Even though “complete” food displays can be impressive, they can also be confusing. For example, while fakes and pellets manufactured for goldfish and koi should not be fed to tropicals—these products contain a significant percentage of carbohydrates, which are poorly utilized by most fish, except for domestic goldfish and koi—customers may see the lower price and try to save themselves a few cents. If retailers segregate foods into tropical freshwater, temperate freshwater and tropical marine categories, it will greatly reduce the number of mistakes that customers make when purchasing them. Certainly, there are foods that fall into more than one category, and these can be placed in multiple locations.
Retailers can also help their customers avoid mistakes in feeding by being prepared to educate them about the ingredients of these foods, especially as they apply to specific fish. Many customers will be surprised to learn that some fish are almost strictly vegetarians. The goal here is to foster better husbandry by recommending the proper items. By helping people be more successful, pet stores will sell more food.
Another great way to sell more fish food is to tell people the truth about feeding fish. The old line is that fish only need to be fed once a day. Nothing could be further from the truth (except in the case of piscivores). Tropical fish are small, and small animals need to feed frequently, since they have a high metabolic rate. Fish should be fed three times a day, and even more often is not too much. As long as the fish are awake, aquarium keepers can feed them every three to four hours and without experiencing a problem.
Of course, more food means more sales for the store. It will also necessitate more tank cleanings, so the retailer will also sell more auxiliary items, such as filter cartridges, carbon, pads, etc.

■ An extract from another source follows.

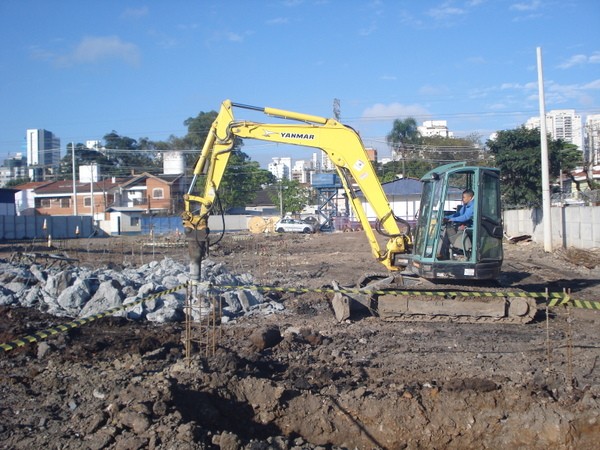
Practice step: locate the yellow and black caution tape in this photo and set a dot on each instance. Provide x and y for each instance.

Don’t forget that the food for many saltwater organisms is quite diverse, and there is far from a single “perfect” food for the majority of marine fish. In fact, feeding a single food would almost certainly result in the death of the fish in a short amount of time. Likewise, many corals can benefit from a variety of foods as long as they meet the animals’ requirements. I would display coral foods separately from marine fish foods.
On a side note, I have observed that it is extremely important to specifically feed marine invertebrates such as crabs, hermit crabs, snails, sea hares, starfish, anemones and many others. Numerous shops and especially customers look on a majority of these items as “janitors” to cleanup the leftovers. This philosophy almost always results in the premature demise of many animals that simply cannot find enough food on which to survive. “Clean-up” organisms should be fed at least half as often as fish.
Edward C. Taylor has been in the pet industry for over 30 years as a retailer, live fish importer and wholesaler, and fish-hatchery manager.